De criteria van de groothandel blijken streng: in elke doos moeten zestien courgettes van in totaal precies vijf kilo worden verpakt. Nogal een gepuzzel en gestres: wie ooit courgettes heeft geteeld weet dat als je één keer met je ogen knippert de groente weer twee centimeter is gegroeid. Daarnaast mogen de kromme courgettes niet worden ingepakt. Courgettes met krassen of een maatje meer evenmin. “Die verkopen we op de markt, of worden aan de koeien gevoerd”, aldus mijn collega. Echt stom. In Nederland wordt 5 tot 10 procent van de groente en fruit weggegooid vanwege ‘een gek uiterlijk’: kromme komkommers, tweebenige wortels en hartvormige aardappelen. We kunnen het ons veroorloven om deze groente weg te gooien, omdat we simpelweg veel te eten hebben voor een lage prijs. We kúnnen dus kritisch zijn. Feit is wel dat er wereldwijd 1,3 miljard ton voedsel – een derde van de gehele productie – wordt weggegooid, terwijl tegelijkertijd 1 miljard mensen honger lijden. Over krom gesproken.
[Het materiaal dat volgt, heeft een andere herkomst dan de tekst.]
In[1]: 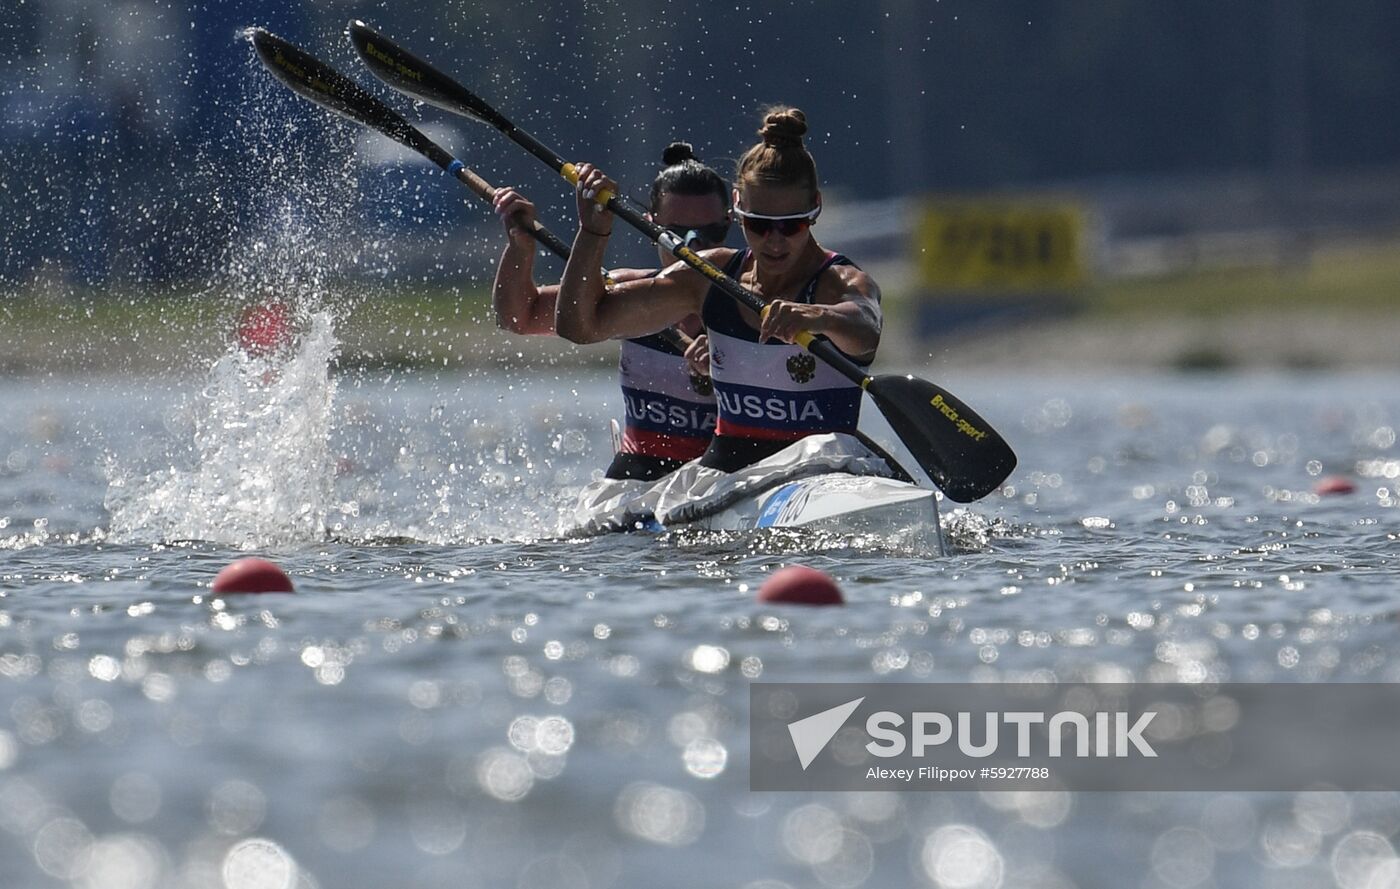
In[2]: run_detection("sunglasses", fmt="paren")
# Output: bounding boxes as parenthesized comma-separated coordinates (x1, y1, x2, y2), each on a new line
(733, 204, 820, 237)
(663, 221, 731, 247)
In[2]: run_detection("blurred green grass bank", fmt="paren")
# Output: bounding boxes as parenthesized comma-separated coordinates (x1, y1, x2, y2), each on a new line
(3, 238, 1396, 376)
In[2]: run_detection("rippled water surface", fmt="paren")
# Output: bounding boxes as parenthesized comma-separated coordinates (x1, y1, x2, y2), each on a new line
(3, 354, 1400, 888)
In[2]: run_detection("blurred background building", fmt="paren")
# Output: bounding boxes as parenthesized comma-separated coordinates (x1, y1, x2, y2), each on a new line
(2, 0, 1398, 297)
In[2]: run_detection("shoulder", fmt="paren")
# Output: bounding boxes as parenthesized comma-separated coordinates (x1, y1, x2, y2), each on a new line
(814, 259, 880, 304)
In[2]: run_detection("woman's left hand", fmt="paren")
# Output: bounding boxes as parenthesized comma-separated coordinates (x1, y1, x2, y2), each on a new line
(759, 300, 826, 344)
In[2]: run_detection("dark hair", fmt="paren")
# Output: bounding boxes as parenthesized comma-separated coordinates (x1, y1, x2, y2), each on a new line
(649, 141, 729, 213)
(736, 106, 818, 197)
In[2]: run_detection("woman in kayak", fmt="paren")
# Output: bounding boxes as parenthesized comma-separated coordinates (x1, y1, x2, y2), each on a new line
(491, 143, 730, 481)
(555, 106, 882, 473)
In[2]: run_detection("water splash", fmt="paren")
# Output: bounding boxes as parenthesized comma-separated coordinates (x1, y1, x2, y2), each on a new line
(105, 313, 338, 548)
(95, 50, 370, 548)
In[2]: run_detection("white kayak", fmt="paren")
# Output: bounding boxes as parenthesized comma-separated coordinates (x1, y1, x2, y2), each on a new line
(569, 433, 944, 552)
(682, 471, 942, 548)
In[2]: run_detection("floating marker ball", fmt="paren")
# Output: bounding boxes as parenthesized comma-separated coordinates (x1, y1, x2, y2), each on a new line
(1313, 475, 1356, 496)
(757, 565, 844, 606)
(212, 558, 295, 594)
(237, 302, 293, 357)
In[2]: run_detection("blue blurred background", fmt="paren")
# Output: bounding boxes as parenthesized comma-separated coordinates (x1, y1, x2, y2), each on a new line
(2, 0, 1398, 290)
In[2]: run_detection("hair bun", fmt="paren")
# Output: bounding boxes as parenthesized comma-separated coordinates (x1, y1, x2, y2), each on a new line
(759, 108, 807, 148)
(661, 141, 697, 166)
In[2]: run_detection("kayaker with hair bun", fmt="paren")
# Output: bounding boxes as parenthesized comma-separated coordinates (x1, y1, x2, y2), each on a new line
(491, 142, 731, 481)
(556, 106, 883, 474)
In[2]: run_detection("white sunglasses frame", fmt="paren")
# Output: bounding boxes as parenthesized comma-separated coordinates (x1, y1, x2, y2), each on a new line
(731, 202, 821, 224)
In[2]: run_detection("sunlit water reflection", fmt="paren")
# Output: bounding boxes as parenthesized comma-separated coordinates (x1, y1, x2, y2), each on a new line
(3, 364, 1400, 888)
In 2013 hielp ik mee met een publiekscampagne tegen voedselverspilling. Samen met de meiden van Kromkommer (google maar!) deelde ik kromme komkommers uit aan winkelend publiek in de Koopgoot. De Rotterdamse dames pakten ze giechelend aan. ‘Zo schattig, hij lijkt op die van mijn man.’ Waarna ze met een zwoele blik hun tanden erin zetten.
Op het Museumplein in Amsterdam gingen we een stapje verder: we maakten soep van 1800 kilo tomaten, wortels, uien en andere groenten, die vanwege schoonheidsfoutjes in de vuilnisbak dreigden te belanden. Maar liefst 6000 mensen proefden en oordeelden: ‘met de smaak is niets mis’. Natuurlijk niet.
Bij wie ligt de verantwoordelijkheid voor dit luxeprobleem van verspilling? Bij de kritische consument (waarom moet alles zo stralen?), de machtige groothandel (‘er passen meer rechte dan kromme courgettes in één doos, punt uit’) of de te afhankelijke en dus onderdanige teler (voor mij drie anderen)? “Stiekem heb ik heus een kromme courgette in de doos gestopt”, zei mijn collega ondeugend. Heel goed. Koopt u hem?